Il virus ha, insomma, impietosamente additato a tutto il mondo l’Italia come “malato d’Europa”, e “vaso di coccio” per eccellenza dell’Occidente. Questo triste primato non è casuale, ma si connette a una deriva imboccata dalla politica e dalle istituzioni italiane negli ultimi decenni: da un lato l’erosione dei poteri di governo dovuta alla frammentzione politica, alla crisi dei partiti, all’invadenza della magistratura e della giurisdizione; dall’altro, la sostanziale abdicazione all’idea stessa della sovranità e degli interessi nazionali da parte della classe politica e delle classi dirigenti, in favore di un’affidamento cieco all’Ue e alle istituzioni sovranazionali.

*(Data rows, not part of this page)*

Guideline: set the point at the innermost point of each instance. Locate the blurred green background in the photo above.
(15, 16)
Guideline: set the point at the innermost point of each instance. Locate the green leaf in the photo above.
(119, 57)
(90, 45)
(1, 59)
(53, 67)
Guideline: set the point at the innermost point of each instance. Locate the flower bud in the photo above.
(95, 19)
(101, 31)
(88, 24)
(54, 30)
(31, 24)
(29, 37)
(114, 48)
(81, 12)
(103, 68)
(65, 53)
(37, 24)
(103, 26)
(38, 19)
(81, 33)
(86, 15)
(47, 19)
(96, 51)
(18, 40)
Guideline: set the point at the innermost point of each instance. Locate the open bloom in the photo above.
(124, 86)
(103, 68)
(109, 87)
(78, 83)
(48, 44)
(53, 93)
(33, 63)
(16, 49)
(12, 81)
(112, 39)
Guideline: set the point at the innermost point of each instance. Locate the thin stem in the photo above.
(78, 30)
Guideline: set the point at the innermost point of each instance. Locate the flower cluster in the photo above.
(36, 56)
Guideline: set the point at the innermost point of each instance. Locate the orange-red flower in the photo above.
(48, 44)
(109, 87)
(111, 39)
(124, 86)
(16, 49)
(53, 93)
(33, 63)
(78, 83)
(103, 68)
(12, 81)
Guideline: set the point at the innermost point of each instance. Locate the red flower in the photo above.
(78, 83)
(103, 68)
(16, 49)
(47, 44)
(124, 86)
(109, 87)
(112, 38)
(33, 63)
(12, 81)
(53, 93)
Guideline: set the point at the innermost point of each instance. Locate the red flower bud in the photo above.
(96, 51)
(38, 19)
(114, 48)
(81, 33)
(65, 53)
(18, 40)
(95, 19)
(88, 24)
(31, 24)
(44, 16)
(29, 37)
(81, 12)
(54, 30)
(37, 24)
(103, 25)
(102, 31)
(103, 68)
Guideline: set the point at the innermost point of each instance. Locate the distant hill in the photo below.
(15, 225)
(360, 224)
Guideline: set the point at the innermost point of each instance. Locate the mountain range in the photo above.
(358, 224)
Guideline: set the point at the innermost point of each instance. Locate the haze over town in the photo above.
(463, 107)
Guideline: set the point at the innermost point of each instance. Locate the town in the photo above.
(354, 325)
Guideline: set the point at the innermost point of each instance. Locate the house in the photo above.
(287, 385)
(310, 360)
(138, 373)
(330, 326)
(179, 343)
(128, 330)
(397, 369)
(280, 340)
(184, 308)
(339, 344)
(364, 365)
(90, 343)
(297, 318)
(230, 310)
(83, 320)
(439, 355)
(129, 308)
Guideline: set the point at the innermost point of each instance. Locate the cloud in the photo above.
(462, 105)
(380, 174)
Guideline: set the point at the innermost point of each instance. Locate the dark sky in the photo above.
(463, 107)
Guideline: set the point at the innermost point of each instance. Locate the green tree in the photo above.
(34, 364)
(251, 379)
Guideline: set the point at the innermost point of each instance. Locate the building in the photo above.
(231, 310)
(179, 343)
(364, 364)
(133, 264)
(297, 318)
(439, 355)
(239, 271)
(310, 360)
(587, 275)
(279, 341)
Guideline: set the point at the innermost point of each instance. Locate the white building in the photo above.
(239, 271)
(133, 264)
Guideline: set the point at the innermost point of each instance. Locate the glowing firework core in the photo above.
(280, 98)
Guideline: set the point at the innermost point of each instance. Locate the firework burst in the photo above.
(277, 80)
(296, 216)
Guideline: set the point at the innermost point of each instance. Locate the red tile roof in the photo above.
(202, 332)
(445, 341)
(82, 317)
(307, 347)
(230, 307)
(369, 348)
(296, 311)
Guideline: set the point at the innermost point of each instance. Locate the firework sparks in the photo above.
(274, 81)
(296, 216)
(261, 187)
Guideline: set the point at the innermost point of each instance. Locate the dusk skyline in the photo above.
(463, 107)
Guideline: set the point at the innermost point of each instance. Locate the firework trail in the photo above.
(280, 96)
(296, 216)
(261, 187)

La congiunzione tra queste due linee di tendenza ha favorito la disgregazione di ciò che rimaneva dell’apparato statuale/istituzionale e il naufragio delle nostre istituzioni in un caos anarcoide e corporativo, esposto con ben pochi filtri all’influenza di ogni interesse organizzato, dai potentati economici alle tecno-burocrazie di Bruxelles fino a varie cancellerie estere.
E’ a tale disgregazione che va riportata la drammatica incapacità dell’attuale governo – il quale, nella sua fragilità e mancata rispondenza alla sovranità popolare, ne è una delle più eloquenti espressioni – di attuare misure di elementare prevenzione e prudenza per evitare il diffondersi del morbo, come quelle di controllare semplicemente, nei mesi scorsi, tutti i passeggeri provenienti dalla Cina entro i confini, per perdersi invece in retoriche perorazioni contro inesistenti “discriminazioni” della comunità cinese in Italia. Così come va riportata la schizofrenia delle successive direttive fornite dall’esecutivo, oscillanti tra draconiane restrizioni in alcune zone e sciatto lassismo in altre, e condito da meschini tentativi di scaricabarile da parte del Presidente del Consiglio, che hanno messo in ulteriore rilievo il suo essere del tutto “unfit” alla dignità del ruolo che oggi occupa.
L’insieme di queste drammatiche inadeguatezze ha dato l’impressione, soprattutto all’estero, di un paese letteralmente allo sbando, creando danni enormi, e non sappiamo quanto riparabili, alla residua credibilità delle nostre istituzioni.
In questo quadro avvilente e preoccupante, l’unica eccezione positiva è costituita dalle Regioni. Che, a prescindere dall’orientamento politico dei loro governatori, si sono mostrate in larga parte molto più responsabili e affidabili del governo centrale nella gestione della crisi: più capaci sia di venire incontro alle esigenze di sicurezza dei loro amministrati che di comprendere le loro preoccupazioni per i danni apportati dall’epidemia alla vita sociale ed economica.